At the core of MultiplAI is the organisation of data into a visual format.  Sequencing such a deep sample produces a huge amount of data, a 20 gigabyte file which takes days to download.  MultiplAI reduces this to a 2 megabyte picture, which makes visualisation and classification of hundreds of samples much more accessible. 

How does the AI work?

The way the algorithm works is that you show an RNA picture and say “this is the DNA of a cat or a dog”, or, in this case, healthy RNA and RNA “educated” by calcium build-up and other biomarkers of heart disease.  Most AI needs millions of examples to train a specific algorithm.  However, because of the depth of the MultiplAI RNA sample, the data collected is so detailed and organised in a way that is ideal for algorithmic analysis, the algorithm can learn quicker with fewer samples.

The information is organised in a formatted picture with different colours based on the expression levels of different genes.  By capturing the patterns we can see the difference between the healthy and unhealthy specimens.

Should MultiplAI be successful in detecting cardiovascular dysfunction early, what impact will this have on our ageing population?
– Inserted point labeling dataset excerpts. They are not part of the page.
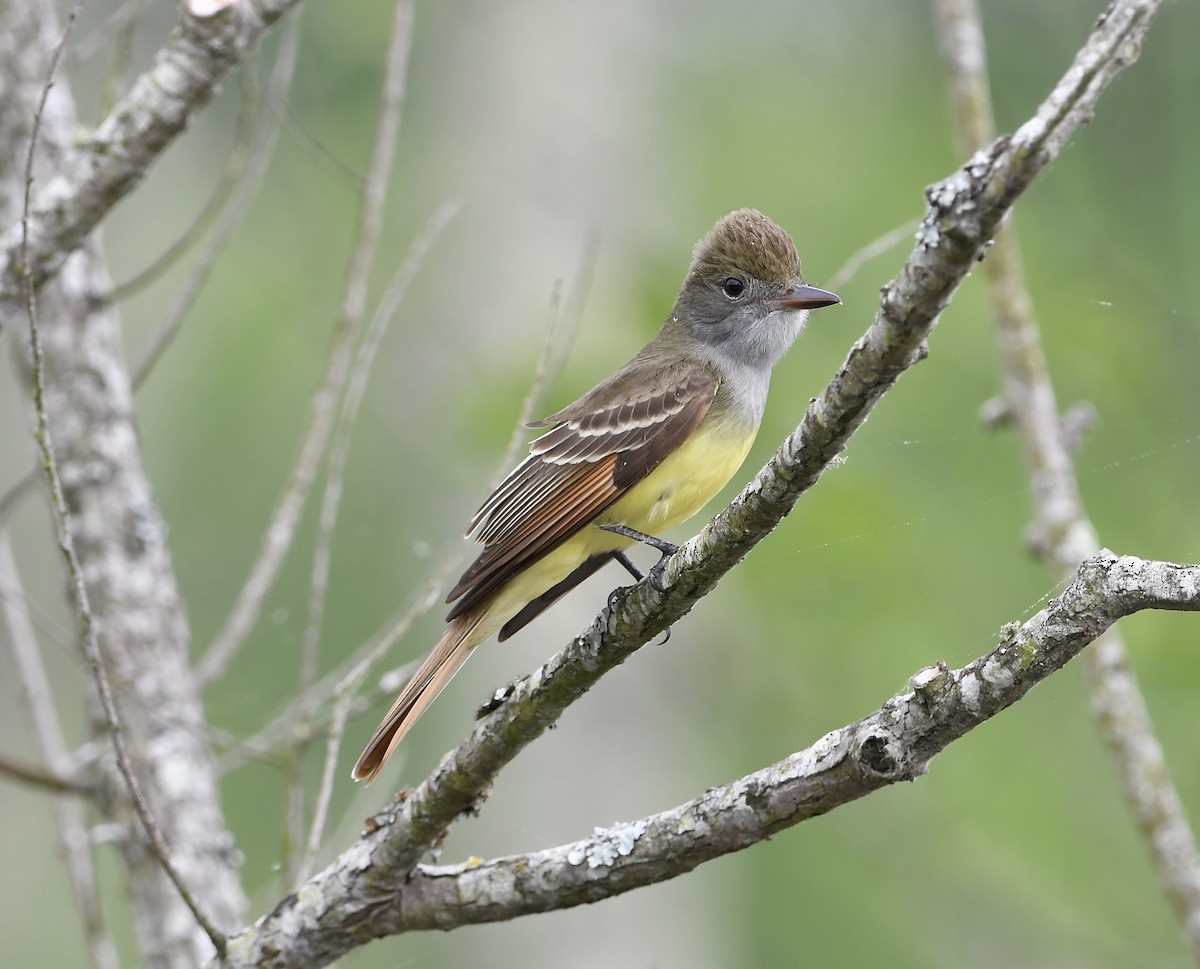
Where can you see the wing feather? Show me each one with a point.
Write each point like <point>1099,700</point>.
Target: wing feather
<point>594,451</point>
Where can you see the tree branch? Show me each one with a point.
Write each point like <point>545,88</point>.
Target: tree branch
<point>1062,534</point>
<point>180,80</point>
<point>328,915</point>
<point>893,744</point>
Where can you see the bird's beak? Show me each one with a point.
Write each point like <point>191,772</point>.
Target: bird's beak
<point>804,298</point>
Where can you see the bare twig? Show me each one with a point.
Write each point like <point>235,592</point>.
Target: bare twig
<point>227,182</point>
<point>339,455</point>
<point>66,542</point>
<point>1063,535</point>
<point>34,775</point>
<point>849,270</point>
<point>251,173</point>
<point>281,530</point>
<point>181,79</point>
<point>69,816</point>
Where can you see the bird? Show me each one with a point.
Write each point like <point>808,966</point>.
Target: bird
<point>642,451</point>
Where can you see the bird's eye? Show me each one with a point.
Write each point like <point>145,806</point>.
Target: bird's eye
<point>733,287</point>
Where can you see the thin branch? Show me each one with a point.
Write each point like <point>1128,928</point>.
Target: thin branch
<point>281,530</point>
<point>180,80</point>
<point>36,776</point>
<point>65,540</point>
<point>222,192</point>
<point>339,456</point>
<point>245,173</point>
<point>299,722</point>
<point>1063,535</point>
<point>251,178</point>
<point>69,817</point>
<point>849,270</point>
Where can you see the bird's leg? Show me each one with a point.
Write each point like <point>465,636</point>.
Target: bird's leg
<point>665,549</point>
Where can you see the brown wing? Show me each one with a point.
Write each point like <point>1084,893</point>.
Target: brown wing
<point>595,450</point>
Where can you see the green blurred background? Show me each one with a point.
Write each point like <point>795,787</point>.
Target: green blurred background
<point>637,125</point>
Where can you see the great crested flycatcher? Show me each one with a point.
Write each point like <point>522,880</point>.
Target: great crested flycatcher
<point>642,451</point>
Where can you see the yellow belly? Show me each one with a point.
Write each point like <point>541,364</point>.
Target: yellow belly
<point>681,486</point>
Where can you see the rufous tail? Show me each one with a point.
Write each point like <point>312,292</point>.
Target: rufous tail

Almost a third of global annual deaths are caused by CVD.  40% of NHS funding is spent on CVD.  If there is precision medicine that can treat the disease pre-emptively, if there is an inexpensive global screening programme for everyone over thirty, think how many lives we could save, how much funding could be diverted to saving other lives?  The data gathered will be so accurate: in theory they will be able to tell exactly when the calcium deposit caused the clot, directing the patient to immediately take anti-coagulants for example.  When people can see the data showing them how at risk they are, the incentive to take care of their health through diet, exercise, medicine, will be huge.

If you could improve the treatment and survival rate of cardiovascular dysfunction, even by 10%, it could change lives, countries, and the world.

What are the next steps for MultiplAI?

We have been helped enormously by Illumina  in Cambridge, and KQ Labs at The Francis Crick Institute in London, funded by UK SPINE.  These programmes are called accelerator programmes for a reason.  In our first week in Cambridge we were introduced to Illumina’s top person on RNA and sequencing, and encouraged to deepen our RNA sequencing as far as we could.

We are now working with The Queen Mary University in London to help their development of the polygenic risk score, or PRS.  Queen Mary have an amazing track record in cardiovascular treatment, so we’re really excited about it.